The keys of this dictionary are 'boxes' and 'labels'.

Filtering images by category#

As mentioned before, in the single-object localization setting, you want to filter the Pascal VOC dataset to include only images that contain at most one instance of a chosen category. For example, if your category is “cat”, you want to include images with no cats or exactly one cat, but you exclude images with multiple cats. To do this, you iterate through the entire VOCDetection dataset and check the annotations of each image. If an image contains zero or one object of the chosen category, you add its index to a list.

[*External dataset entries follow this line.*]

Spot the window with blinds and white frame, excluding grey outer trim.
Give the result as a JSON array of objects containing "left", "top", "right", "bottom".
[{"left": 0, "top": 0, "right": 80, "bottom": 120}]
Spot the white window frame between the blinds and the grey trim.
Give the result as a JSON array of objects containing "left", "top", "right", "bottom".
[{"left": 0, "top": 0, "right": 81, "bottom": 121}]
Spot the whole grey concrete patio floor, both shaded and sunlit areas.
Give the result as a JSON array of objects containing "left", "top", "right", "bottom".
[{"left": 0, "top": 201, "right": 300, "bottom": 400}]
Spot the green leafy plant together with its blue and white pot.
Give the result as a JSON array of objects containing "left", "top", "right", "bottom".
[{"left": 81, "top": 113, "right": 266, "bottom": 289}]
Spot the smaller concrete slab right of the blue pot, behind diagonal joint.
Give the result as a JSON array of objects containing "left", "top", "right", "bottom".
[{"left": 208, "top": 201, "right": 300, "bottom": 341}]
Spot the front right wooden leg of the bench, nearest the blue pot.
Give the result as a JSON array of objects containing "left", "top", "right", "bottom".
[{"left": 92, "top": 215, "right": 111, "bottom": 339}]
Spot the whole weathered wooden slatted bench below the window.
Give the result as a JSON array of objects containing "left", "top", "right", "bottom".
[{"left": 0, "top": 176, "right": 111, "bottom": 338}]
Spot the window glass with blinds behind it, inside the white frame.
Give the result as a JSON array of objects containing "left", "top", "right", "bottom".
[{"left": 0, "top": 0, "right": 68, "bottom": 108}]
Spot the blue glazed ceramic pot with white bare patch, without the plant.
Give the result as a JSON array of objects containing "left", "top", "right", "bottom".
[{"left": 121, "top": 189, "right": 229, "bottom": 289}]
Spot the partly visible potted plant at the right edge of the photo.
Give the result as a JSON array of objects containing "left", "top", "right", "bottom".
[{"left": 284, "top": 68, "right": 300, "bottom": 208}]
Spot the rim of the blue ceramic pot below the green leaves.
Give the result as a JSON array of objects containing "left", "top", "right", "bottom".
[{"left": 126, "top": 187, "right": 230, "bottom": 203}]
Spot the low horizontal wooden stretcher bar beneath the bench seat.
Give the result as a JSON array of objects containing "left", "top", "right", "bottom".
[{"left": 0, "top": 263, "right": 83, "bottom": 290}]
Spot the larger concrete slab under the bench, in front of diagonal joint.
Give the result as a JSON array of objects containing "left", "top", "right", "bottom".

To make the process more efficient, instead of loading every image and its annotations through the __getitem__ method of the dataset, you can directly read the Pascal VOC XML annotation files. Each image has a corresponding XML file that lists all objects and their labels. The function below shows how to parse an XML file for a given sample index in the VOCDetection dataset.

Hide code cell source
from torchvision.datasets import VOCDetection
from xml.etree.ElementTree import parse as ET_parse


def read_annotation(voc: VOCDetection, idx: int) -> dict:
    """
    Reads the annotation file for a given sample index in the VOCDetection dataset.
    """
    file = voc.annotations[idx]
    root = ET_parse(file).getroot()
    return VOCDetection.parse_voc_xml(root)

Final notes#

The FilteredVOCDetection dataset provides a controlled environment for single-object localization, allowing you to focus on designing and evaluating your first localization model. In later stages, when working on multi-object localization, you will use the full Pascal VOC dataset instead.